Glances at the climatic, environmental and social current affairs according to some newspapers
« Cancún would content oneself easily (…) with seeing the access for the least rich people to the clean
technologies and, above all, the struggle against the deforestation as well as the setting up of a ‘‘green funds’’ to
help the pauper countries 1 ».
« This year, we witnessed excessive climatic events (…). Nobody can know for certain that the floods in
Pakistan, the heatwave and dryness in Russia or still the floods and landslides in northern China were caused by the
climate change. Whereas they form a severe warning.2 ».
« The sea level rises substantially more quickly than the models said in the past, the arctic ice floe and the
icecaps decline much more quickly than it was forseen 3 ».
« Some large towns in the world – London, Cairo, Bangkok and Venice, among others – would be in critical
danger (…). In New York, the floods could become systematic 4 ».

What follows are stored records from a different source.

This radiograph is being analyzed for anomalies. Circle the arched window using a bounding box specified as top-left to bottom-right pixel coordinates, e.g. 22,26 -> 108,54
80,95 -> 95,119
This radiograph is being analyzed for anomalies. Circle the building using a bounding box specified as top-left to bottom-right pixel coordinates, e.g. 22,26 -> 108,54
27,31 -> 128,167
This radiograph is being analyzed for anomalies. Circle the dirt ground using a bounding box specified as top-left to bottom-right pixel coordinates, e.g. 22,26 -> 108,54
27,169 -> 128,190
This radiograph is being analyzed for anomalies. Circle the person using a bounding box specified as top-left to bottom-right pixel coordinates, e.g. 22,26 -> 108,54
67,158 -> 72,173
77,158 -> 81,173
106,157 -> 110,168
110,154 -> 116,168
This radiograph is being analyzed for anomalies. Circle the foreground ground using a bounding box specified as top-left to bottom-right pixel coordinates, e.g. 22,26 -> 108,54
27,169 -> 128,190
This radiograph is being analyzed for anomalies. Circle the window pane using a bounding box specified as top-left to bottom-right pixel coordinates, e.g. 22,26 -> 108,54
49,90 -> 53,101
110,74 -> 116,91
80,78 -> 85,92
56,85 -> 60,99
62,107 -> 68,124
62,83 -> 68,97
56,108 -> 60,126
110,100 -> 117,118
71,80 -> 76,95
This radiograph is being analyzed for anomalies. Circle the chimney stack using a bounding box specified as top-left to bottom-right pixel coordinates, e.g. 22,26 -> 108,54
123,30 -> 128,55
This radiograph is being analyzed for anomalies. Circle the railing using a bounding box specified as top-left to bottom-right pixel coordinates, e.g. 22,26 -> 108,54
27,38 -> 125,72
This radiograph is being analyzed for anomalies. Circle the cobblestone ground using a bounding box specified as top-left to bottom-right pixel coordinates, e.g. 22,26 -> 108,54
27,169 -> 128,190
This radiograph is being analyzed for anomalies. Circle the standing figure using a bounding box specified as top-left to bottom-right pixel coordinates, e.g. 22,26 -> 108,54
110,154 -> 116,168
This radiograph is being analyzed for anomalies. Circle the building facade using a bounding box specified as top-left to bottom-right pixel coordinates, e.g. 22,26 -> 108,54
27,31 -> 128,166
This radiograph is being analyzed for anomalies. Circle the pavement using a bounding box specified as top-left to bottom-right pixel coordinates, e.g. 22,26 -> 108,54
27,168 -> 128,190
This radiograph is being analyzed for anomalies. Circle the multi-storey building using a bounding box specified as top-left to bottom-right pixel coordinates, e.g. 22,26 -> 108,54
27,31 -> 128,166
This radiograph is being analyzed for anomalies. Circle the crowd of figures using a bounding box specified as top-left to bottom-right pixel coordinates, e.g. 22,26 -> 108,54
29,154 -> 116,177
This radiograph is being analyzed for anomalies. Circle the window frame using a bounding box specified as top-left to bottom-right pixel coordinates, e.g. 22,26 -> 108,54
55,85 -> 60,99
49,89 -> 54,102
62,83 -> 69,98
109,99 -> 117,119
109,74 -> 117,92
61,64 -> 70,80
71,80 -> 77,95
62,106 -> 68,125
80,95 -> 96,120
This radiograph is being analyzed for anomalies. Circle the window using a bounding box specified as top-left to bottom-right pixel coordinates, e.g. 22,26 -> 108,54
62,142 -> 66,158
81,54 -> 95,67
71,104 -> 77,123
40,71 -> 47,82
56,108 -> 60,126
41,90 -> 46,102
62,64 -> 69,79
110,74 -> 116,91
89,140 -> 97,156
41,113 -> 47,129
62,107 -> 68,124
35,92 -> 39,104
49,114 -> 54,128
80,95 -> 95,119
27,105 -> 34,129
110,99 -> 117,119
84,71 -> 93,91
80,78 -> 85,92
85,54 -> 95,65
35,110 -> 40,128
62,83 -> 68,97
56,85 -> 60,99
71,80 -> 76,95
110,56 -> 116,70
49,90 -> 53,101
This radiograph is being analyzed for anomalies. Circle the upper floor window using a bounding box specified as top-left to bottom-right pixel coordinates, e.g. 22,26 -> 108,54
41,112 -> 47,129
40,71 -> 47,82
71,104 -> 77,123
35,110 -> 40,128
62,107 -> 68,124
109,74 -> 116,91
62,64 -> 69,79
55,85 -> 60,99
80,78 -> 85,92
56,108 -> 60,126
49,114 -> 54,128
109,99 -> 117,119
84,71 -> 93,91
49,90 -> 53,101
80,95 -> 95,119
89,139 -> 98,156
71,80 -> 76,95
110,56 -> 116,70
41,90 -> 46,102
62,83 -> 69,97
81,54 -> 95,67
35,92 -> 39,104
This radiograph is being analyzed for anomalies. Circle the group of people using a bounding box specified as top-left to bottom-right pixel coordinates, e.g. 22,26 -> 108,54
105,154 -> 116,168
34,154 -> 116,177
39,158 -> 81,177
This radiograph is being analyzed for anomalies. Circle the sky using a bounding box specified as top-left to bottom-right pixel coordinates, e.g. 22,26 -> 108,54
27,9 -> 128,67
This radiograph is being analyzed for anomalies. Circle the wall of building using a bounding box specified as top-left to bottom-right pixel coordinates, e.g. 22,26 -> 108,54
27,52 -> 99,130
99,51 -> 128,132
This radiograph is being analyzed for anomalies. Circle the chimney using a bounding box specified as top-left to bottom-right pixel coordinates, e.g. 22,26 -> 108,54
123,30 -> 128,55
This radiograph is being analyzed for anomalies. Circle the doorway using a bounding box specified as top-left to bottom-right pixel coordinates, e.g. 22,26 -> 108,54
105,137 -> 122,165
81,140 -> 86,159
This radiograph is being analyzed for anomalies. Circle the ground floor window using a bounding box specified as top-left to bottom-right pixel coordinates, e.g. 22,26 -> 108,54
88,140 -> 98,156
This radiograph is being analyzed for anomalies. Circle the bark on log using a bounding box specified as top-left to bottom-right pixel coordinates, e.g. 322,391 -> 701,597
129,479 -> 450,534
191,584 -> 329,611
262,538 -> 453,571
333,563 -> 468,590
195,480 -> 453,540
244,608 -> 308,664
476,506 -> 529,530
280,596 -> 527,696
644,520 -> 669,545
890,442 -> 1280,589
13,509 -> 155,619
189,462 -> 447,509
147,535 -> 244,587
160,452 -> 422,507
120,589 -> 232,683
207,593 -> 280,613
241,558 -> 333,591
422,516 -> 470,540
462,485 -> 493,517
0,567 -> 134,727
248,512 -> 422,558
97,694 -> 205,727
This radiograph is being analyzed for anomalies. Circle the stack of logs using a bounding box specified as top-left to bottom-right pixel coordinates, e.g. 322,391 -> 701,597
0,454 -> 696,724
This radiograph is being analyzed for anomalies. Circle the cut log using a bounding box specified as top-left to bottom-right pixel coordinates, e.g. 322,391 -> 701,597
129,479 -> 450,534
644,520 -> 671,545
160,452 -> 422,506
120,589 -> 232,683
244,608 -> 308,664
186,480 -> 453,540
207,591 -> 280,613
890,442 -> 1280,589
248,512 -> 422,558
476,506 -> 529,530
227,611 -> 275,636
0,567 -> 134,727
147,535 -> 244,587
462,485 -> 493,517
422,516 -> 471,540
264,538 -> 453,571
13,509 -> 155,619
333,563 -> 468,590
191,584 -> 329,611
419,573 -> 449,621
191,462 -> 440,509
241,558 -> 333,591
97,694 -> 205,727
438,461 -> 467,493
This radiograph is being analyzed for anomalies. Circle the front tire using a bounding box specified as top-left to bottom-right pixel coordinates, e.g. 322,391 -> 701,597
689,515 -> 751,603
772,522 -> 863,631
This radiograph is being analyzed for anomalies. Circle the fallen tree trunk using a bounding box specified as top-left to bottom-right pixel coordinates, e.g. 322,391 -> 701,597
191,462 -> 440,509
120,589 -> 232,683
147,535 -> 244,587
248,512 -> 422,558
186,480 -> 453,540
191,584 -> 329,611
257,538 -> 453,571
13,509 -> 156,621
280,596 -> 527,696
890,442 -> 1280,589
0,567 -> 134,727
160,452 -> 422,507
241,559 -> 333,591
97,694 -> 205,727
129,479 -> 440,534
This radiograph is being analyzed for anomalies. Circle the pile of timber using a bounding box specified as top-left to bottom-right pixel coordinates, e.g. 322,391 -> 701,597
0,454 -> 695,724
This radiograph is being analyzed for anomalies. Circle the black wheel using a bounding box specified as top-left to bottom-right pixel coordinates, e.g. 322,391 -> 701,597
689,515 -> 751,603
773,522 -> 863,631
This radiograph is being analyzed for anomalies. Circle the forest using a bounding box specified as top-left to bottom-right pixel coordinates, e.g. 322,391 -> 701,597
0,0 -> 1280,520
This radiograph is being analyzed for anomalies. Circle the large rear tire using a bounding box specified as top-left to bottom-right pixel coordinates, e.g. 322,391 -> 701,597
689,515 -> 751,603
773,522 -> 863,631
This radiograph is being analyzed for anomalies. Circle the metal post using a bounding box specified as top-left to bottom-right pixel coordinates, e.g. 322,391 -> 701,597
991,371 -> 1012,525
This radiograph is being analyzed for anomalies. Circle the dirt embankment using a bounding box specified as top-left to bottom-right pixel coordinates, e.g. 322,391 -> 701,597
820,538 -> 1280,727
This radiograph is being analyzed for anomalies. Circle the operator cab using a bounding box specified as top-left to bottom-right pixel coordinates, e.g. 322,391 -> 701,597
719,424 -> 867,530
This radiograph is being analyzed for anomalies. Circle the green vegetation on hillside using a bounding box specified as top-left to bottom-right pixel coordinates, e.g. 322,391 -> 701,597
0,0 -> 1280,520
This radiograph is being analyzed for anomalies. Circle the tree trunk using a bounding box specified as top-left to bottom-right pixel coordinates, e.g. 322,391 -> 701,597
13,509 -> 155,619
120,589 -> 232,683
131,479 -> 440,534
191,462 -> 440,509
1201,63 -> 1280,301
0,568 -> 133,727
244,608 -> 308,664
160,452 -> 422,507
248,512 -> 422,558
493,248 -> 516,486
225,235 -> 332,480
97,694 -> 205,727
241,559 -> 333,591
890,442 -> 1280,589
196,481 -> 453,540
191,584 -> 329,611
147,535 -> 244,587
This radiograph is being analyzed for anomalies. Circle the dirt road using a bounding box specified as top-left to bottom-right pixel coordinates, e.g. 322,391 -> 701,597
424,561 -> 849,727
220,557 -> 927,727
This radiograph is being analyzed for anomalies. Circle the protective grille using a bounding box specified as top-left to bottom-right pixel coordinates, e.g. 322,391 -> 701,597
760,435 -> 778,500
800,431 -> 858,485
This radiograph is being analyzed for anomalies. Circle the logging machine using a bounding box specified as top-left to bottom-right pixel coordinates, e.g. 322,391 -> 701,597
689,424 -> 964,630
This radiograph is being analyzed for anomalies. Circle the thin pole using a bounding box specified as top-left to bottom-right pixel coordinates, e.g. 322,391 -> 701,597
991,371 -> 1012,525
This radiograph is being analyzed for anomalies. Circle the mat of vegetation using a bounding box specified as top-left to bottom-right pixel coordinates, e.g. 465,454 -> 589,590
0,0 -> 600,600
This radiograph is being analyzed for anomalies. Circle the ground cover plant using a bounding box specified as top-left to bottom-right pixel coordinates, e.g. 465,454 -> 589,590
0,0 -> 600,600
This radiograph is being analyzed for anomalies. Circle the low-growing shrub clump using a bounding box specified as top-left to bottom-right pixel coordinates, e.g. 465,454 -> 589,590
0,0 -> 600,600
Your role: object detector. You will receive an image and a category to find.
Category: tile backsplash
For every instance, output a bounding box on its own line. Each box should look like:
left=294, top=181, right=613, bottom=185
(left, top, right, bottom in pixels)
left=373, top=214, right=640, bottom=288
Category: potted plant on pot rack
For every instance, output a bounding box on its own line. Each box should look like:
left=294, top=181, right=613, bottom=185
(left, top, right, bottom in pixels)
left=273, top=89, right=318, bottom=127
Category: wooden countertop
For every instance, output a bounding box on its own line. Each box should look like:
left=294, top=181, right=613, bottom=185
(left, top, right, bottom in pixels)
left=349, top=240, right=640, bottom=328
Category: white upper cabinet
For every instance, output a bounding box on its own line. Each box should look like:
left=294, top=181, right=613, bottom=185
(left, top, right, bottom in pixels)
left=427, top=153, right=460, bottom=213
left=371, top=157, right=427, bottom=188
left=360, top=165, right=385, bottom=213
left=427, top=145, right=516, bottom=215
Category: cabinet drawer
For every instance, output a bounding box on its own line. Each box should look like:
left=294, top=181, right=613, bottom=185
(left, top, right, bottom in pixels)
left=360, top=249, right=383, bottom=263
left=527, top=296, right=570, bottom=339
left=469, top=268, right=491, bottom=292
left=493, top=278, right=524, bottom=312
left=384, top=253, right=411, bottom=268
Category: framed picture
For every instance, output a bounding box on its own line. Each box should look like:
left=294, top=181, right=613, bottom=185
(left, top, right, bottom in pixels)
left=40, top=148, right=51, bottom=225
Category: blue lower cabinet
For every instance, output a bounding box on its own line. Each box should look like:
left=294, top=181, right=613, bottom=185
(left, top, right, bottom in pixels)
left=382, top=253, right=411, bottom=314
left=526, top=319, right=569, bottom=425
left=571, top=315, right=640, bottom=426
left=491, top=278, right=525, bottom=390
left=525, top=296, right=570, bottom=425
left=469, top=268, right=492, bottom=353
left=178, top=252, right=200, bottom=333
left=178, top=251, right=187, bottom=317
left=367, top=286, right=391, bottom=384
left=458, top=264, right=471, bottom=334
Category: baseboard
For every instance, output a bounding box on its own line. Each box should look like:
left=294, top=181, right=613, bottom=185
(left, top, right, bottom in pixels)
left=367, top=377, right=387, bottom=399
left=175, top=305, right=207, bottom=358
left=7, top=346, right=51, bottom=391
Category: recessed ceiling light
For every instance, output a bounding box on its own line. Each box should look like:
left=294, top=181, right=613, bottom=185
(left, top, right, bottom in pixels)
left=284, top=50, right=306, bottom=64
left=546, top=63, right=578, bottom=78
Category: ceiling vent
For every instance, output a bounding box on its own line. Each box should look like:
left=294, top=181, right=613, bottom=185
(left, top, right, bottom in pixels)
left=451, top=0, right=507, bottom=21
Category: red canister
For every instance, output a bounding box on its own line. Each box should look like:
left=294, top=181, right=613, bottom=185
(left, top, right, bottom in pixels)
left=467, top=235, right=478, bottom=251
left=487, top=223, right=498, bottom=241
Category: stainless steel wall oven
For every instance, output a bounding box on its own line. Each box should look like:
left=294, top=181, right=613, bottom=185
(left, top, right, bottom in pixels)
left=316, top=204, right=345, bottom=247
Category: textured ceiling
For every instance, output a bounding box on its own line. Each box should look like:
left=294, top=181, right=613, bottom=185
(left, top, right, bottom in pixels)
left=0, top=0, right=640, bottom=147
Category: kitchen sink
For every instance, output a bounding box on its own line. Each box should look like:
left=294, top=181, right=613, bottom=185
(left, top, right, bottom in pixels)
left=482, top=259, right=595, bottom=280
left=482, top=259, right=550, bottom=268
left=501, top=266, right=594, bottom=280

« The climate change can no longer be comprehended as an independent question, but must be dealt as a
transversal question whose impact splashes onto all the development sectors, still, added the President of the Africa
Union Committee. 5 ».
« The sun activity (…) showed a regime fall which coincided with the period called ‘‘Little Ice Age’’. Is the
same scenario happening ? The question is asked (…). Do we head for a new ‘‘Little Ice Age’’ ? Very probably no,
answer the glaciologists (…). Without the sun regime fall, the warming would be more marked (…). Therefore we
could know more rigorous winters in future if the sun doesn’t pull itself together 6 ».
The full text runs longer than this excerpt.